CHAPTER 65

Under the early morning dawn, McKenzey pulled into the Roosevelt Inn parking lot, and found the boys-in-blue, milling about investigating a crime scene. He parked his car and jumped out. He flashed his badge to a young corporal, that guarded the crime scene before being waved in.

“So, besides my name being smeared in blood on the mirror, what do we have?” McKenzey asked the scene lieutenant.

Lieutenant Wong was a 13-year veteran, with his hair parted down the middle and he weighed in at 120-pounds. He would have made a lovely jockey.

“We have your star witness in a very compromising situation,” Lt. Wong said, as they walked toward the room. “Brent Gower has been the canvas of an artistic buffoon. The techs are looking for prints and hair fibers. Video feed from the front desk was taken by the killers. The maid found him and is in the office hysterical. Second body she’s found this morning. She went to the dumpster to hurl and found a woman inside dead with a single gun shot to the head.”

“What was done to him?” McKenzey asked, eagerly walking to the room. He wanted the luxury of laughing inside at what was done to the simpleton. He wished that he had done BG in himself. He’d have too take his frustrations out on the Bezel brothers.

“It’s a glimpse of a twisted predator that the guys in Quantico would adore to interview for behavioral science text books. This crime is like a grain of sand on the beach, very original, and just out right obnoxious.”

“That damn smell is horrific.”

“That’s your guy’s new body fragrance,” Lt. Wong said, as they entered the room. He showed McKenzey the body and said, “The razor-like cuts on his arms appear to be done with a whiz-wheel that was purposefully left behind, I’m sure. It’s bagged and tagged.”

“You mean the high-speed cutter used to cut through car metal. You got to be fucking kidding me?”

“That’s nothing. Check this out,” Lt. Wong said and pointed to one of the cuts. “This one was re-closed with a propane torch. Also B&T. The pliers found to crush his testicles, too. And I assume the whiz-wheel removed his penis before it was implanted into his eye socket. That’s just conjecture, don’t quote me on that.”

“This shit is sick. Don’t believe it.”

“How will this affect your case?” Wong asked icily. “He was your star witness against the Bezel’s right? I heard that from a reporter over there.”

McKenzey walked up to the camera man and snatched the recorder from the photographer and slammed it on the asphalt. “I’m sorry, but this story cannot be put on the air waves.”

The aquiline, jovial reported lost it. “Why the hell not? This has aired live already. It’s news and I deal in the business of airing news, Agent McKenzey.”
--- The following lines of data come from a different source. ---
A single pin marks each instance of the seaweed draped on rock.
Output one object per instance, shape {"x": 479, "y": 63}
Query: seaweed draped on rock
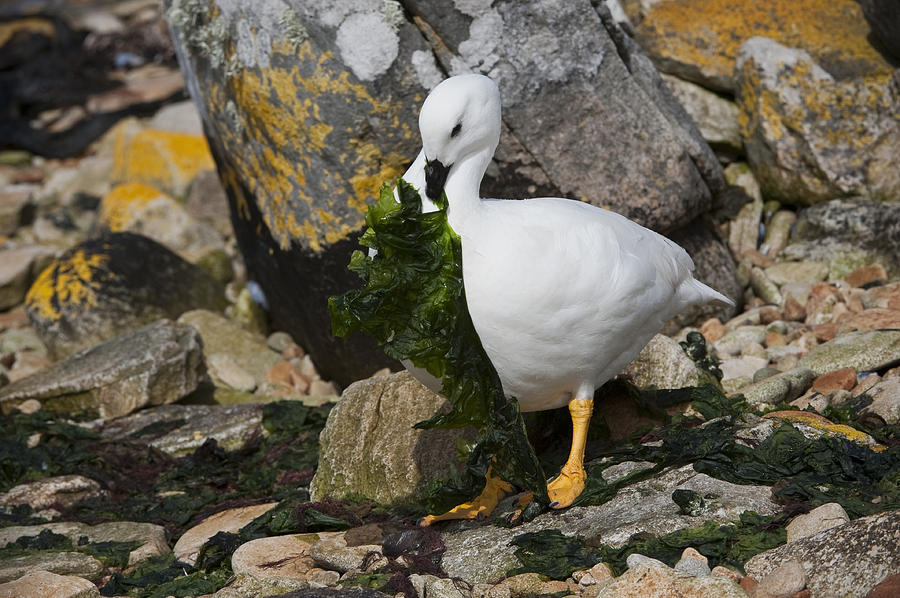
{"x": 310, "y": 106}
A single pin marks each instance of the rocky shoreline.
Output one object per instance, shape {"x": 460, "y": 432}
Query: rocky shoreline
{"x": 161, "y": 436}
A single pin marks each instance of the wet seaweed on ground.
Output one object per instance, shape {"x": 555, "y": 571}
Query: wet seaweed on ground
{"x": 413, "y": 303}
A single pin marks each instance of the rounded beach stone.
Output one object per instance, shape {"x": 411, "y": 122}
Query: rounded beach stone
{"x": 109, "y": 285}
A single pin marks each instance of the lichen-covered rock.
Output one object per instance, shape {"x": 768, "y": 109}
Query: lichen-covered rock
{"x": 862, "y": 350}
{"x": 167, "y": 160}
{"x": 369, "y": 448}
{"x": 141, "y": 209}
{"x": 44, "y": 584}
{"x": 109, "y": 285}
{"x": 309, "y": 107}
{"x": 846, "y": 560}
{"x": 698, "y": 40}
{"x": 150, "y": 538}
{"x": 157, "y": 364}
{"x": 811, "y": 137}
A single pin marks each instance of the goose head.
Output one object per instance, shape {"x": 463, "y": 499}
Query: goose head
{"x": 460, "y": 120}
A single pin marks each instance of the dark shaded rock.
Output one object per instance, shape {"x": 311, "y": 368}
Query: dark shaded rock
{"x": 846, "y": 560}
{"x": 112, "y": 284}
{"x": 157, "y": 364}
{"x": 884, "y": 19}
{"x": 316, "y": 107}
{"x": 868, "y": 226}
{"x": 333, "y": 593}
{"x": 811, "y": 137}
{"x": 369, "y": 448}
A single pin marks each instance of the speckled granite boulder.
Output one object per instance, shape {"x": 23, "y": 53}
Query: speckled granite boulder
{"x": 369, "y": 448}
{"x": 310, "y": 106}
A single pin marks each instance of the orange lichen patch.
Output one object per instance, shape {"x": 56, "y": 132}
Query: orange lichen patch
{"x": 31, "y": 25}
{"x": 165, "y": 159}
{"x": 66, "y": 281}
{"x": 823, "y": 424}
{"x": 708, "y": 33}
{"x": 281, "y": 119}
{"x": 119, "y": 206}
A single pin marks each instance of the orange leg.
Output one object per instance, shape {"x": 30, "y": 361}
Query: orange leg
{"x": 566, "y": 487}
{"x": 482, "y": 506}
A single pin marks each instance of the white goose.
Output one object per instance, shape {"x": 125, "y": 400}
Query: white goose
{"x": 562, "y": 294}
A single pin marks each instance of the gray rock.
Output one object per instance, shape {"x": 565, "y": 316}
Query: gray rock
{"x": 332, "y": 552}
{"x": 764, "y": 287}
{"x": 664, "y": 364}
{"x": 885, "y": 397}
{"x": 43, "y": 584}
{"x": 157, "y": 364}
{"x": 866, "y": 225}
{"x": 800, "y": 127}
{"x": 778, "y": 232}
{"x": 299, "y": 178}
{"x": 66, "y": 490}
{"x": 18, "y": 269}
{"x": 861, "y": 350}
{"x": 180, "y": 117}
{"x": 482, "y": 553}
{"x": 16, "y": 204}
{"x": 187, "y": 427}
{"x": 787, "y": 272}
{"x": 847, "y": 560}
{"x": 784, "y": 581}
{"x": 783, "y": 387}
{"x": 152, "y": 538}
{"x": 883, "y": 17}
{"x": 716, "y": 117}
{"x": 818, "y": 520}
{"x": 223, "y": 336}
{"x": 61, "y": 563}
{"x": 98, "y": 290}
{"x": 369, "y": 448}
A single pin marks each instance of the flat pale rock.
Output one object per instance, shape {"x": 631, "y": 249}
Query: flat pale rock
{"x": 98, "y": 290}
{"x": 159, "y": 363}
{"x": 846, "y": 560}
{"x": 66, "y": 490}
{"x": 369, "y": 447}
{"x": 43, "y": 584}
{"x": 232, "y": 520}
{"x": 61, "y": 563}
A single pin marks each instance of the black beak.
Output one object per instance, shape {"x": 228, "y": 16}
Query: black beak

“You just ruined my two-year investigation of a notorious crime family,” McKenzey said, ignoring the fact, the reporter knew his name.

“D-E-A Agent Lu-cas Mc-Kenzey, what a character you are. I know all about your investigation, and I hardly call the Bezels notorious. I do know that for the sake of taking down two boys, neither of them 25-years-old, you’ve had a lengthy number of murders happen under your watch, including this one here. All to build a racketeering case and possibly get a Colombian, which you don’t have one solid piece of evidence on, and you had the poor Brent Gower prepped to lie in order to get a conviction. This criminal system is so twisted. It allows all of these murders and kids to be abandoned to drug addicted mothers, while you wait to get the bigger fish, instead of getting dealers off the street ASAP.”

“Enough of this,” McKenzey said, and replayed all of the dead bodies in his mind. They started with Snobli, the Councilman, and now Brent “BG” Gower. He stormed from the scene and hopped in his car, as his cell phone rang. He pressed the TALK button and said, “Turner did you get them.”

“Naw, we got Turner mutha fucka! You’re next,” the caller said, and hung up.